Nearly every Friday night I went to the Night Bizarre on Chang Khan Road. My favourite masseur was there as well as a fantastic food court full of tasty dishes. Try out the roti with banana and chocolate. Heaven for a sweet tooth.
Chiang Mai is home to the most extraordinary temples. Over 300 of them!
The most famous is Wat Phra That Doi Suthep. It sits high on the hills, with its golden spire visible for miles. There are many temples within the old city too that you can easily walk between. Some of my favorites are:
Wat Phan On – I discovered this temple when I was wandering the streets of the old city to see what I could find. It was a peaceful break from the busy streets.
Wat Phan Tao – the only wooden temple in Chiang Mai. It may not seem as impressive as other temples but look closely at the details and you’ll see its beauty.
Chedi Luang – I discovered this temple by accident. I was cycling along the back streets and saw tourists walking up a side street. Curiosity got the better of me so I followed along to see what they were up to. At the end of the street was the stunning Chedi Luang, the largest temple in Chiang Mai.
Remember to show respect at all of the temples by having your shoulders and knees covered. I’d cringe every time I saw women in tiny shorts and tank tops walking right by sights that asked them to cover up. Please don’t be that tourist – see tips at end of this article if you are unsure of dress etiquette.
With its affordable living, fantastic food and great culture Chiang Mai has become a welcome place for many digital nomads to call home. More and more co-working spaces are opening up, which can be wonderful places to meet other nomads.

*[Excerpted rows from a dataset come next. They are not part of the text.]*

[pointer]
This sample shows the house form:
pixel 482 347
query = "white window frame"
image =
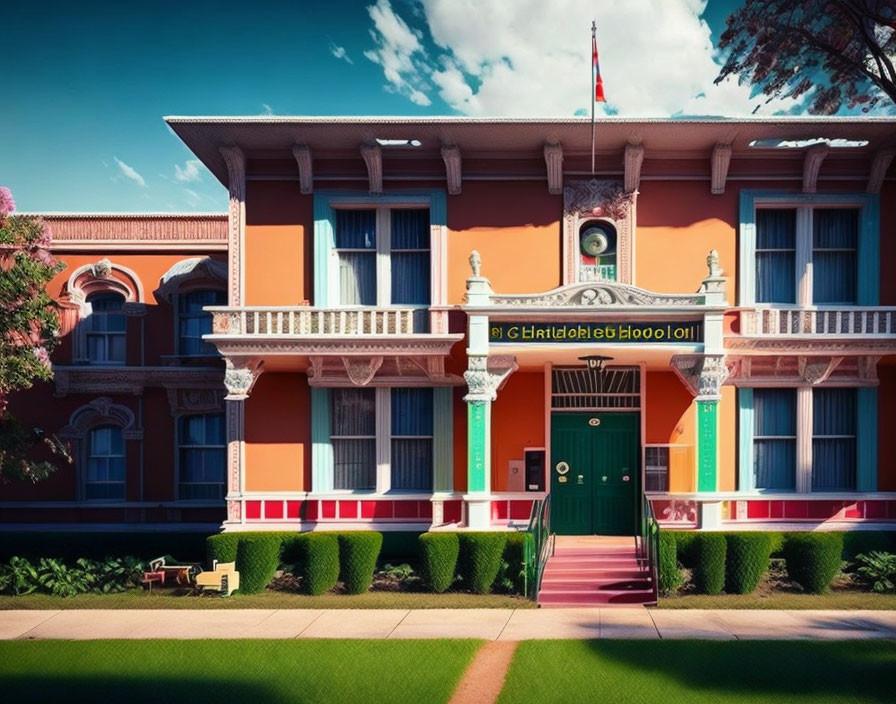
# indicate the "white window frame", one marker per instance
pixel 382 252
pixel 805 203
pixel 88 455
pixel 105 335
pixel 178 446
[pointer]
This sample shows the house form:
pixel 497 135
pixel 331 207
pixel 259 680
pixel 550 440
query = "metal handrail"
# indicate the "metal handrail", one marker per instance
pixel 540 547
pixel 649 547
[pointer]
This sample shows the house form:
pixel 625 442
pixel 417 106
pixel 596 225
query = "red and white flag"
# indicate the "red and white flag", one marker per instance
pixel 597 82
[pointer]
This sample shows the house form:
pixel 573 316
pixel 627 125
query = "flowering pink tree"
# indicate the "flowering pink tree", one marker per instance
pixel 28 320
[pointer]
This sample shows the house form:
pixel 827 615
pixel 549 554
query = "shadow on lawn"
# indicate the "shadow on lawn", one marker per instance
pixel 136 689
pixel 836 670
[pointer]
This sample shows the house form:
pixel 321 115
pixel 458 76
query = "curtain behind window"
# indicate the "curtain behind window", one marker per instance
pixel 834 257
pixel 775 256
pixel 833 439
pixel 412 431
pixel 774 444
pixel 356 247
pixel 410 257
pixel 353 433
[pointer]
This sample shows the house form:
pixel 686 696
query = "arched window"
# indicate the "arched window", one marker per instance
pixel 106 327
pixel 202 458
pixel 193 322
pixel 105 477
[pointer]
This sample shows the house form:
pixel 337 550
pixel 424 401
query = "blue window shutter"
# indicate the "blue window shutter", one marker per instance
pixel 443 439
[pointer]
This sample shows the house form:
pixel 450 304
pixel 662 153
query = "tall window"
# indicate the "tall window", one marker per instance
pixel 833 439
pixel 353 434
pixel 384 256
pixel 411 460
pixel 794 242
pixel 774 439
pixel 835 241
pixel 193 322
pixel 106 329
pixel 202 457
pixel 775 256
pixel 105 480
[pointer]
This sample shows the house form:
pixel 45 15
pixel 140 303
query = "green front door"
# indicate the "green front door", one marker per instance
pixel 594 473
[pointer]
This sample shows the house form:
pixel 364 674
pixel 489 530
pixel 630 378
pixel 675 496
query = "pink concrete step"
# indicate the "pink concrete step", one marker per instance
pixel 607 597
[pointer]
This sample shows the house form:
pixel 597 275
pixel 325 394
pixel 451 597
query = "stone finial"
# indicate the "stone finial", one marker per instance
pixel 475 263
pixel 712 261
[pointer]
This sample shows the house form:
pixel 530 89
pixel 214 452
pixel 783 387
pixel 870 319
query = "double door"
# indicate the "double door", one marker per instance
pixel 595 475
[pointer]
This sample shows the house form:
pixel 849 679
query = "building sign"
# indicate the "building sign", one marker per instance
pixel 662 333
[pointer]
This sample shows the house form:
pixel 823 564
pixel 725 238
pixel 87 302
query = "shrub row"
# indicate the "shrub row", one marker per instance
pixel 737 561
pixel 319 559
pixel 483 562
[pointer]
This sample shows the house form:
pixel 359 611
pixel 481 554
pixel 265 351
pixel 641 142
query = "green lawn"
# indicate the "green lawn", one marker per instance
pixel 269 672
pixel 850 600
pixel 138 599
pixel 701 672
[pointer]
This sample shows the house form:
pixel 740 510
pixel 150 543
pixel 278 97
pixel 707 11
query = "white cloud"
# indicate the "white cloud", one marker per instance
pixel 400 53
pixel 189 172
pixel 529 57
pixel 130 172
pixel 340 53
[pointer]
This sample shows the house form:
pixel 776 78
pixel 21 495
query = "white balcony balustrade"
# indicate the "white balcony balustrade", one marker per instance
pixel 304 321
pixel 853 321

What’s your experience of Chiang Mai?
BIO – Andrea Jordan puts her business in her backpack and house sits as she travels and volunteers in animal shelters along the way. A free-spirited business strategist, writer and photographer, she helps ideas people free up their time so they can run their business with less stress, by organising and systemising their work. More at https://www.learndiscoverbefree.com
Cultural Considerations When in Thailand
(Courtesy of Scoot In-flight Magazine)
The Royal Family – The Thai Royal Family is revered and there can be no worse “faux pas” than to joke about any Royal Family member. Be respectful at all times and you’ll be fine, but it has been known for some to end up in jail for “uncivil remarks”. Common sense prevails on this one!
Temples – Ladies should always cover cleavage and shoulders, and wear trousers or skirts that cover the knees. Women should NEVER touch or hand anything directly to a monk.
Dress – It’s a little ironic that one of the countries with the most beautiful beaches and long hot days, is also very conservative when it comes to dressing. The predominantly Muslim population in the south can be easily offended by travelers and tourists wandering into shops and restaurants scantily clad, or worse still, in beach wear.
Haggling and Bargaining – Totally expected, but in a “softly-softly” manner. Smile, ask for the best price and don’t ever be aggressive. Keep calm and don’t lose your temper.
The Head – is considered the most sacred part of the body, so avoid touching a Thai person’s head and don’t ruffle the hair of a little kid.
Smile – Thailand is “the land of smiles” and it’s an important part of the culture and greeting. So when you meet a Thai person, smile, be calm, never lose your cool and accept what you are offered with grace. If you don’t like something, carefully decline … while smiling!
Kissing in public – public displays of affection are a big no-no all over Thailand.
Feet – For Buddhists, the feet are seen as the lowest part of the body, both literally and figuratively. Never point your feed at a Thai person, monk or statue of Buddha. Sit with feet under your knees, or sit cross-legged.
Shoes – Remove your shoes whenever entering an indoor space. Resorts may be an exception, but always take off your shoes when entering a temple or a Thai person’s home. Remember this too when staying in Thai run Airbnbs.